继第二阶段之后,FF 91交付计划的第三阶段是“全面共创交付”。在第三阶段,公司将向所有全额支付FF 91购车款的塔尖用户交付FF 91汽车。第三阶段需及时获得足够的资金。


分三阶段的交付计划为我们的制造运营和市场需求提供了最大的灵活性,同时为我们的用户提供了最好的产品。这也将有助于缓解产能相对于市场需求的短缺。


上述三阶段交付计划以及时收到足够的资金和零件以及完成所需的碰撞测试为前提。截至2023年4月11日,公司手头约有2980万美元现金,其中包括150万美元的限制性现金。公司预计需要额外融资才能开始第二阶段和第三阶段的交付,并正在与其他潜在投资者进行讨论。随着公司执行三阶段交付计划,公司计划继续以高质量和高产品力将车辆投入生产和下线。

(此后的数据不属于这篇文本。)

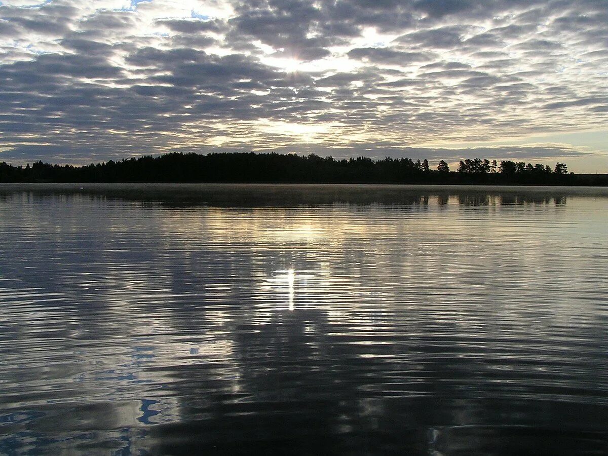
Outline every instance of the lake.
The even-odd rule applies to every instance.
[[[0,454],[605,454],[608,189],[0,185]]]

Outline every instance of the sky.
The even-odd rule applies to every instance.
[[[608,173],[608,0],[2,0],[0,161],[181,151]]]

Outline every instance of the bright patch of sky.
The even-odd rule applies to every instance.
[[[593,0],[4,0],[0,151],[494,154],[608,172],[606,23]]]

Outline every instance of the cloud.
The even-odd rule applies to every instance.
[[[379,156],[605,128],[607,21],[593,0],[4,2],[0,149]]]

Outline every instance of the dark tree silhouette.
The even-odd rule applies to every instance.
[[[336,159],[311,154],[277,153],[170,153],[157,157],[60,166],[37,161],[25,167],[0,163],[0,182],[385,182],[395,184],[486,184],[523,185],[608,185],[606,174],[567,174],[558,163],[548,165],[523,162],[466,159],[458,172],[451,172],[441,160],[437,170],[427,160],[387,157]]]
[[[450,167],[445,160],[440,160],[437,165],[437,171],[440,173],[449,173]]]

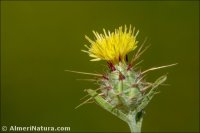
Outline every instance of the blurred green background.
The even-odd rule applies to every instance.
[[[83,90],[97,86],[64,72],[102,72],[105,62],[90,62],[80,51],[88,44],[84,35],[124,24],[140,30],[140,42],[150,40],[142,70],[179,63],[149,73],[149,81],[168,73],[170,86],[161,86],[146,108],[142,131],[199,131],[198,1],[1,1],[1,124],[129,131],[95,104],[75,110]]]

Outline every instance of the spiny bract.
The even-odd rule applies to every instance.
[[[120,62],[113,67],[115,70],[101,79],[102,97],[113,107],[128,113],[141,103],[145,87],[149,85],[140,72],[129,69],[127,64]]]
[[[87,50],[82,50],[89,54],[93,59],[91,61],[105,60],[109,70],[104,74],[94,74],[71,71],[75,73],[93,75],[95,81],[99,83],[96,90],[87,89],[90,98],[79,106],[95,101],[102,108],[125,121],[131,132],[141,132],[143,110],[157,93],[158,85],[162,84],[167,76],[161,76],[154,83],[144,80],[144,74],[148,71],[173,66],[166,65],[161,67],[153,67],[145,71],[136,71],[135,66],[137,59],[148,48],[143,49],[143,44],[135,52],[133,58],[128,62],[127,54],[136,49],[138,41],[135,28],[124,30],[122,27],[116,29],[115,32],[106,32],[99,34],[93,31],[96,39],[93,41],[86,36],[90,45],[85,45]],[[145,42],[145,41],[144,41]],[[69,70],[68,70],[69,71]],[[93,79],[92,79],[93,81]],[[78,106],[78,107],[79,107]]]

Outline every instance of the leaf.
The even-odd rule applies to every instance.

从5月开始,公司将宣布其共创共享计划以及产品发布活动。


公司还计划在不久的将来举行全球供应商峰会,邀请数百名供应商代表讨论产能规划、供应商支持等方面的中长期战略计划。公司已经得到了全球顶级供应商的全力支持和积极反馈。


公司的第一个产品展厅计划于5月开业,位于公司洛杉矶总部附近。


用户可以通过FF Intelligent App或我们的网站预定FF 91 Futurist,英文网页为https://www.ff.com/us/preorder/ ,中文网页为https://www.ff.com/cn/preorder/


点击链接下载新版FF Intelligent App:https://www.ff.com/us/mobile-app/


ABOUT FARADAY FUTURE

FF is the pioneer of the Ultimate Intelligent TechLuxury ultra spire market in the intelligent EV era, and a disruptor of the traditional ultra-luxury car industry. FF is not just an EV company, but also a software-driven company of intelligent internet AI product.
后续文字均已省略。